NHS FPX 4000 Assignment 3 Attempt 1 Analyzing a Current Health Care Problem or Issue Ethical Implications and Implementation

 

Successful implementation of a proposed solution such as computerized physician order entry (CPOE) is a challenging process for any healthcare organization. This requires a multidisciplinary team approach for the best outcome. In these cases, health care organizations might face an ethical dilemma at some stages. To best navigate these challenges, health care organizations need to follow four fundamentals of ethics-autonomy, beneficence, non-maleficence, and justice. 

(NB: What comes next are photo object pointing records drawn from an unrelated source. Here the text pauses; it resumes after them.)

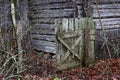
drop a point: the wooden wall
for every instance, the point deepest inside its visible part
(42, 15)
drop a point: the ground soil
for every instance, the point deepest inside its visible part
(40, 67)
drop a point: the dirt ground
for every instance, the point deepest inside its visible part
(43, 67)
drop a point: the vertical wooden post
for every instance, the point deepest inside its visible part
(87, 25)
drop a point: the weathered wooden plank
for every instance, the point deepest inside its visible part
(44, 26)
(107, 23)
(43, 37)
(47, 1)
(43, 43)
(45, 46)
(43, 20)
(53, 6)
(106, 1)
(107, 6)
(53, 13)
(41, 31)
(106, 13)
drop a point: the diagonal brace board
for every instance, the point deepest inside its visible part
(70, 49)
(68, 53)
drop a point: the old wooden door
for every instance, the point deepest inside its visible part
(69, 43)
(75, 42)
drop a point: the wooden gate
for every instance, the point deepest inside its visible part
(71, 38)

Autonomy refers to the right to decide for themselves. CPOE enables providers to issue orders electronically. The COPE implementation will provide access to support providers and other clinicians in the ordering process and thus improve patient safety and quality of care. Not everyone is computer savvy.  Therefore, besides computer -related literacy, exploring end- user attitudes and expectations will help to understand the factors that influence adherence to new technology in health care (Nymberg, et.al.,2019). This can be assessed during clinical workshops and monthly meetings or by doing surveys.  

Beneficence and non-maleficence are closely related. These are often described as “Do what is best for the patient “or “Do not harm”.  The implementation of CPOE has reduced the rate of potential medication errors. This implementation supports coordination of clinical tasks among patient care teams, reduction of misinterpretation of orders, minimization of illegible orders, assistance with medication dosage calculations, and decision support using alerts like drug-drug interactions, drug allergy, and dosage suggestions (Abraham, et.al.,2018). Creating policies and protocols for verifying high alert medication is another implementation that the administration should place to avoid medication errors.  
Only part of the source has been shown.